Brennan has made it clear that anyone who argues against the administration's "framework" agreement with Iran and believes that it "provides a pathway" to nuclear weapons was being "wholly disingenuous." This public stance would inhibit in-house CIA analysts from contradicting their boss, according to Mukasey, an attorney general under George W. Bush, and Carroll, a former CIA case officer.
They argued that "evidence of cheating by Iran necessarily would be fragmentary — dual-use technology paid for through opaque transactions; unexplained flight patterns and port calls by aircraft and vessels of dubious registration; intercepted conversations using possibly coded terms; a smattering of human intelligence from sources with questionable access and their own mixed motivations and vulnerabilities."
Given that "the boss has already said that purported concerns about Iran obtaining a nuclear weapon are dishonest," Mukasey and Carroll wrote, "how likely is it that an evaluation suggesting that Iran is up to something would make it beyond operational channels, through reports officers, analysts and CIA managers, up to policy makers?"
Mukasey and Carroll make the case that the Obama administration's overall approach to intelligence is worrisome. The White House mischaracterized the cause of the Sept. 11, 2012, attack on the U.S. consulate in Benghazi. It deluded Americans about Army Sgt. Bowe Bergdahl's record.

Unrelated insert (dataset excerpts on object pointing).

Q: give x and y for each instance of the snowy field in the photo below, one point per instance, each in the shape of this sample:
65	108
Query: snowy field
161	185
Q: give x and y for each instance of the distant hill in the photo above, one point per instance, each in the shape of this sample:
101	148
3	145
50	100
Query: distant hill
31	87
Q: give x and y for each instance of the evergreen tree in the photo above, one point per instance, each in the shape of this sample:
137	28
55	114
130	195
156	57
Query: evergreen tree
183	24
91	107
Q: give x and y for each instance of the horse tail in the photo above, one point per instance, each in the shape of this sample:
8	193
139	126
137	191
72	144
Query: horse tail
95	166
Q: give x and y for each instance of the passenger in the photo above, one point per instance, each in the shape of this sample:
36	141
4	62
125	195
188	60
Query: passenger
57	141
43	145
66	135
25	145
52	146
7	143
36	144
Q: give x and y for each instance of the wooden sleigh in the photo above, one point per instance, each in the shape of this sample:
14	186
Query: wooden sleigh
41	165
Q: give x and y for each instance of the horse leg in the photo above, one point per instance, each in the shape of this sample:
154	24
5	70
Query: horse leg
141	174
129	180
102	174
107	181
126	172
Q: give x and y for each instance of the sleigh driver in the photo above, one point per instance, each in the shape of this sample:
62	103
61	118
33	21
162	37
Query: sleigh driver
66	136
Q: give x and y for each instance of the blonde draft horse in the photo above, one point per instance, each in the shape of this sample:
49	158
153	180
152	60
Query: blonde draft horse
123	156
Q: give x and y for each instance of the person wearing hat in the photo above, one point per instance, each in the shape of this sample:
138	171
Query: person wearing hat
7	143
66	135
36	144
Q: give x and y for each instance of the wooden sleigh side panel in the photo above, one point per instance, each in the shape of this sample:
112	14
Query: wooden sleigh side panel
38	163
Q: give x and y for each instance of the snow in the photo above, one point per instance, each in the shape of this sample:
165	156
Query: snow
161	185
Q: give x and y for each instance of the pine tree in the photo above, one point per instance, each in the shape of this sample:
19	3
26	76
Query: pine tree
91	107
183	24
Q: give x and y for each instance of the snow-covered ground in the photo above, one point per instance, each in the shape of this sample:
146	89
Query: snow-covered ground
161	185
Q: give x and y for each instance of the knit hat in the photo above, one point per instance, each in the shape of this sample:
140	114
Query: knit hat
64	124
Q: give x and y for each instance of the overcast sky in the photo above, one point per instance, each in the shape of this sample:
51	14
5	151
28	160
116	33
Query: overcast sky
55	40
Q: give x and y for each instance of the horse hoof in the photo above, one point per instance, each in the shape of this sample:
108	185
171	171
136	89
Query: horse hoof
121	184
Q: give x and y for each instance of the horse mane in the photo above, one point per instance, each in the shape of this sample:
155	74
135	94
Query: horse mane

The administration also buried evidence that Osama bin Laden had
"durable relationships" with Iran and Pakistan and minimized terrorist threats out of political expediency during the 2012 presidential campaign, they said. And it erroneously assessed the dangers posed by the Islamic State group and al-Qaida satellites in Yemen and Africa.
Congressional leaders acting in a bipartisan fashion should appoint national security experts "and direct the administration legislatively if necessary" to provide them with raw intelligence on Iran.
"This 'Team B' should then report its findings periodically not only to the administration, but also to congressional leaders and the presidential nominees of both parties once they are chosen," Mukasey and Carroll wrote.
The Team B approach was notably used in 1976, when then President Gerald Ford invited a group of outside experts to assess classified intelligence on the Soviet Union.